El New York Post ha sacado a la luz una nueva investigación periodística en la que asegura que el director del FBI, Chris Wray, mintió bajo juramento ante el Congreso (julio de 2024) cuando afirmó que la agencia no había encontrado nada en el historial en línea del presunto tirador del atentado contra Donald Trump que apuntara a un motivo o ideología política.
Las declaraciones de Wray sirvieron para encubrir a Thomas Crooks, de 20 años, presentándolo como un “lobo solitario” y desvinculándolo de móviles políticos o ideológicos más cercanos al espectro demócrata-liberal que al conservador-republicano.
El NYP se caracteriza por investigaciones serias que, por su impacto, suelen intentar desvirtuar, como ocurrió con el caso de la laptop de Hunter Biden.
Ahora publica este nuevo escándalo, en el cual se ha demostrado que el tirador tenía una larga data de mensajes de odio antisemita, anti-Trump, anti-conservador y de propaganda sobre asesinatos políticos, diseminados en 17 cuentas en redes sociales y correos electrónicos.
Estas revelaciones fueron obtenidas a través de una enterprising source que utilizó técnicas OSINT (inteligencia de fuentes abiertas), totalmente legales y accesibles al público.
Dicha fuente partió del número telefónico de Crooks (público o fácil de conseguir), el cual cruzó con correos electrónicos, nombres de usuario y archivos web (Wayback Machine, cachés de Google, etc.).

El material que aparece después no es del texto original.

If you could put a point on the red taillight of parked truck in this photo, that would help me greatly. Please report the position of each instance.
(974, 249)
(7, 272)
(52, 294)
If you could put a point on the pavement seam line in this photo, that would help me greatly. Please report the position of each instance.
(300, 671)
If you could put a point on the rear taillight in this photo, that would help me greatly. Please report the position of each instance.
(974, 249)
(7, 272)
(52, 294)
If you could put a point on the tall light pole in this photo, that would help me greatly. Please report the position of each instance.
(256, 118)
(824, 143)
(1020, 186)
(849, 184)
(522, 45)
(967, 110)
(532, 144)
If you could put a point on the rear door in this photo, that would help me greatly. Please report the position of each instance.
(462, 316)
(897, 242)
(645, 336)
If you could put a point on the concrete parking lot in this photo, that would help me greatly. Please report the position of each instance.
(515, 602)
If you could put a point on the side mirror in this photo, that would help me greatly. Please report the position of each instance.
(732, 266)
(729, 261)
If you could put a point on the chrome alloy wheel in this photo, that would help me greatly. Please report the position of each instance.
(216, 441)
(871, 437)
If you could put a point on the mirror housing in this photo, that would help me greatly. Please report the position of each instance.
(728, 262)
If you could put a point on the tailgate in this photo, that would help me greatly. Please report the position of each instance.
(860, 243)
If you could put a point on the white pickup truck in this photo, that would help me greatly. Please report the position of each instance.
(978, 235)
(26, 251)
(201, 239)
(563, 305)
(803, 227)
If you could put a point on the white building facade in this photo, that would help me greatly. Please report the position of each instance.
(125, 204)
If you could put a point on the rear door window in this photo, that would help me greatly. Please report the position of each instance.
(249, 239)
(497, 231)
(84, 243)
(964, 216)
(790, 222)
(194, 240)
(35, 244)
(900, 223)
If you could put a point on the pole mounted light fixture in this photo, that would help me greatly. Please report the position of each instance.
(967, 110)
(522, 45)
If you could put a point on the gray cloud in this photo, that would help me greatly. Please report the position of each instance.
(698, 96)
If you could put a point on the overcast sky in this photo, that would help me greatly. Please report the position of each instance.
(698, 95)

Este proceso —para el cual no se necesita permiso especial, solo pagar el servicio— permitió recuperar 17 cuentas suspendidas o inactivas, incluyendo los 737 comentarios del usuario de YouTube “Tomcrooks2178”, que Google/YouTube normalmente entrega solo a autoridades con orden judicial o al propietario.
El FBI (bajo Wray y ahora Patel) y el Servicio Secreto se niegan a aclarar si Crooks estuvo en sus radares antes de 2024, si fue investigado o si se le realizó alguna visita. Sin embargo, de acuerdo con exoficiales del FBI, es improbable que no haya estado identificado, pues el mismo servicio que utilizó el NYP para recabar la información es el mismo filtro que usa la agencia para ubicar a potenciales criminales en su radar.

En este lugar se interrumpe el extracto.